A group of prominent blacks within the National Association for the Advancement of Colored People called Friday for the group's chairman, William Gibson, to resign, asserting that he had diverted the organization's money to his own use and that he had driven the organization to the brink of bankruptcy as a result of free-spending habits.
"We cannot let our beloved association die an ignominious death because William F. Gibson thinks he is more important than the NAACP," said C. DeLores Tucker, a member of the board of the organization's tax-exempt fund-raising arm.Telephone calls to Gibson's home and office in South Carolina were not answered Friday.

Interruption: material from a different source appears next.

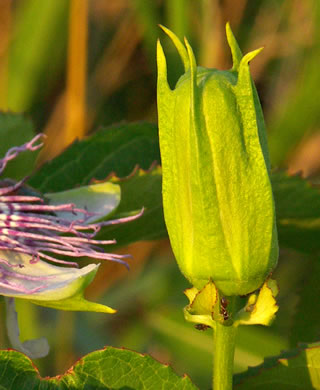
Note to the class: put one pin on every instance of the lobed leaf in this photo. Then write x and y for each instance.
(117, 149)
(297, 204)
(109, 368)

Tucker made her statements at a news conference held by a group calling itself the "NAACP - SOS Committee." Members of the group say it was formed to press for change in the civil rights organization.
Other members of the committee include Clifford Alexander, former secretary of the Army; Julian Bond, a former NAACP board member and Georgia legislator; Judge Robert Carter, a federal judge in New York; Dorothy Height, president of the National Council of Negro Women; and Percy Sutton, former Manhattan borough president and chairman of Inner City Broadcasting Corp., which owns radio stations with large black audiences in New York City, including WLIB.
"None of us wants to stand here and air the dirty linen of an ancient, beloved and respected organization in the public," Bond said. "If there were any way that these problems could be made to go away through our silence, then none of us would be here."
The demand that Gibson step down is evidence that the 85-year-old organization has not moved away from the turmoil and allegations of mismanagement that have hit it.